The Squadron also took part in various exercises in Libya, Cyprus, the Middle East and Norway, as well as in the UK and Germany.  A number of unusual tasks followed.  In July 1968, the Squadron supported Exercise Icy Mountains in Greenland, air-landing 8 Members of the British Army Expedition to Greenland, re-supplying them, and finally recovering them.  In March 1969, 3 aircraft deployed to Coolidge, Antigua, to help deal with the Anguillan Crisis.  The requirement lasted, albeit later at a reduced scale, for about a year and led to the popular Caribbean Trainers.
The Squadron was the first in the RAF to have a German exchange officer, and friendly and useful exchange visits were made between Abingdon and Alhorn, his and his successor’s home base  In August 1969, the Squadron first became involved in Northern Island – in particular to provide troop and VIP transport from UK.
On 13 October 1969, the Squadron was presented with its Standard by HM King Olav of Norway in commemoration of the Squadron’s operation with Hurricanes in Norway in 1940. See separate post.
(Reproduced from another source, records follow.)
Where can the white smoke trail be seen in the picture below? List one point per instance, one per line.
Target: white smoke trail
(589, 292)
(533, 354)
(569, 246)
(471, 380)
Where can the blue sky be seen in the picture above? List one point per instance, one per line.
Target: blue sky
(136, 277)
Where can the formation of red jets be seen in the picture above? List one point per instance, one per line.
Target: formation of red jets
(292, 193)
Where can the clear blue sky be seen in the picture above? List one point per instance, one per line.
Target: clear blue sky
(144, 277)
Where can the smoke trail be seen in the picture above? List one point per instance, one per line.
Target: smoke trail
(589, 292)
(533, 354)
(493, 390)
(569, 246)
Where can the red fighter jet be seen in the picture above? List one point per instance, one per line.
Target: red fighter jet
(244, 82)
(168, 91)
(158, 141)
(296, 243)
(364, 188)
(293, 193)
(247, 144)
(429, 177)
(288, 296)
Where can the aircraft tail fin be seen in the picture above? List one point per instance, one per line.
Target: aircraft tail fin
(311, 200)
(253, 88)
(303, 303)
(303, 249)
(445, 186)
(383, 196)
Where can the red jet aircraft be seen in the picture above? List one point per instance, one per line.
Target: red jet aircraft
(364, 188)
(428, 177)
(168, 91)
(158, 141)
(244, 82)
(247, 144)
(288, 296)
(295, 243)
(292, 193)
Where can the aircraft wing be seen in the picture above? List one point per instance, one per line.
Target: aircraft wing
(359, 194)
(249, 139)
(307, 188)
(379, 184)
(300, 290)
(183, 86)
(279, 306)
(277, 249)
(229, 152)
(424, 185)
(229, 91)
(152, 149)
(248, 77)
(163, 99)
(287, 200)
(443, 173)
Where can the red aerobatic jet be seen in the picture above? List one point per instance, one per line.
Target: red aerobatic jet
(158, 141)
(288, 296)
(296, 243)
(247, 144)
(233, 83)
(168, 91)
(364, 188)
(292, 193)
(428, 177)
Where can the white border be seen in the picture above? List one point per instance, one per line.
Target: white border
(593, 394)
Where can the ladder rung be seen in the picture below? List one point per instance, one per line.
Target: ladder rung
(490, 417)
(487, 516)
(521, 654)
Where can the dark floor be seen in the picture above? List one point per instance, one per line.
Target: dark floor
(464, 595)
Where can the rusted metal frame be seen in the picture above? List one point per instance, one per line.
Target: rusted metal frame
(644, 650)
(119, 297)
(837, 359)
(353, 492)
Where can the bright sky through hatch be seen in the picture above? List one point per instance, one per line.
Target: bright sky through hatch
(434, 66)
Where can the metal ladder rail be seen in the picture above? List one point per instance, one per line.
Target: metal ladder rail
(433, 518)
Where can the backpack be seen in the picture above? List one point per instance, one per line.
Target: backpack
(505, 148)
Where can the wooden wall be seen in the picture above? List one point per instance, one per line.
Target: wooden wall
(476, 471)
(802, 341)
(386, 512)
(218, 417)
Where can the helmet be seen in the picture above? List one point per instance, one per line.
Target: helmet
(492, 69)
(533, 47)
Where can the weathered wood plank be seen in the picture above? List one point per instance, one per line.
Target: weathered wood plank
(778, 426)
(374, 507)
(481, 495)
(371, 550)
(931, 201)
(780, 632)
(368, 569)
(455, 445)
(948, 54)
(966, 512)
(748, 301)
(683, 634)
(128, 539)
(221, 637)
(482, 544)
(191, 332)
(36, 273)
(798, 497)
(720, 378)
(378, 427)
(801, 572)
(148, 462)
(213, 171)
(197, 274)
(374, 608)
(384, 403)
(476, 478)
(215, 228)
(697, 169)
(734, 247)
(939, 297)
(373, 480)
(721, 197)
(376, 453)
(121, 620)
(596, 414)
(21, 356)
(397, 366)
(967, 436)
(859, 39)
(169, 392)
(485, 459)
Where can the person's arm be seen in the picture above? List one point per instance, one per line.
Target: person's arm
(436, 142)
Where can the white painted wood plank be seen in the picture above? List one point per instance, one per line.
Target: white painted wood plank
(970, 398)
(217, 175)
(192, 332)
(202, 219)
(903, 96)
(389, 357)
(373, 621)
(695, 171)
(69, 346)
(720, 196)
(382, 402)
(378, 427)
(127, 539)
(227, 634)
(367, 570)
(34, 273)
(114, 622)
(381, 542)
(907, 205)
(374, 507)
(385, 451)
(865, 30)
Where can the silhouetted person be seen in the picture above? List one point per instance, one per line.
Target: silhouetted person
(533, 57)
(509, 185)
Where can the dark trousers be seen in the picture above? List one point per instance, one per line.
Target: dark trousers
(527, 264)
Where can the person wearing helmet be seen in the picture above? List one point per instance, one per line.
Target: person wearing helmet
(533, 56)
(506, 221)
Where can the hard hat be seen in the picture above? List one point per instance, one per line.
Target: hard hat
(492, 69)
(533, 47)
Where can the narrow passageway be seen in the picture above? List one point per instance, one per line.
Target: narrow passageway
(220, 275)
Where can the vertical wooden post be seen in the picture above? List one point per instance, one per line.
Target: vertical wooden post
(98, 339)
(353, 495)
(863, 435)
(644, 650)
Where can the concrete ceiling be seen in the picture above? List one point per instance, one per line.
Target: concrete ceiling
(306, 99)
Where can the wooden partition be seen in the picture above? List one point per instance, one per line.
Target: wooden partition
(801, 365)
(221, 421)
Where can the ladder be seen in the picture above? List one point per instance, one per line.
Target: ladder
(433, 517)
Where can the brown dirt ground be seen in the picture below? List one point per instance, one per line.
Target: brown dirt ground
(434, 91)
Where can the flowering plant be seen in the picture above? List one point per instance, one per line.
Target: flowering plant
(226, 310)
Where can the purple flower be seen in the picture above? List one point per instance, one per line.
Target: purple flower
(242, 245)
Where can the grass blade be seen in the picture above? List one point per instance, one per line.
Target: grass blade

In September 1970, the Squadron moved to RAF Thorney Island and began a period of extended world-wide activity See separate posts to view Squadron Scrapbooks from this period.  It took part in the large Far East reinforcement exercise, Bersatu Pradu. In September 1971 it began a 2-aircraft  detachment at RAF Masirah (and added SAR to its many roles); the initial aircraft came from No 84 Squadron in Muharraq. The detachments were a significant part of the life as a 46 Squadron aircrew member. Almost all aircrew made at least one 3 month detachment and some even did three. The Masirah  Radio Station featured a very popular Brown Banana Show hosted by 46 personnel. Its title theme was, appropriately, “Little Arrows”.
In November 1971 and February 1972, the Squadron took part in Exercise Cold Stream with the Italian Air Force at Pisa, and in Exercise sun Pirate in Puerto Rico, respectively.  Twice a year the Squadron took part in Exercise Macdrop at RAF Machrihanish, in which Andovers were employed on para dropping with Commandos, the Paratroopers Regiment, and SAS.  In January 1974, and again in December the Squadron sent aircraft to support the Royal Engineers in Exercise Mirza, 4 month civil aid programmes whose main task was the construction of bridges in the Sudan.
Finally, the Defence Review in March 1975 announced the impending closure of RAF Thorney Island and the disbandment of the Squadron, and there followed an immediate reduction in the number of aircraft and a drastic reduction in flying hours.  On 31 August 1975 the Standard was laid up in Chichester Cathedral and the Squadron disbanded.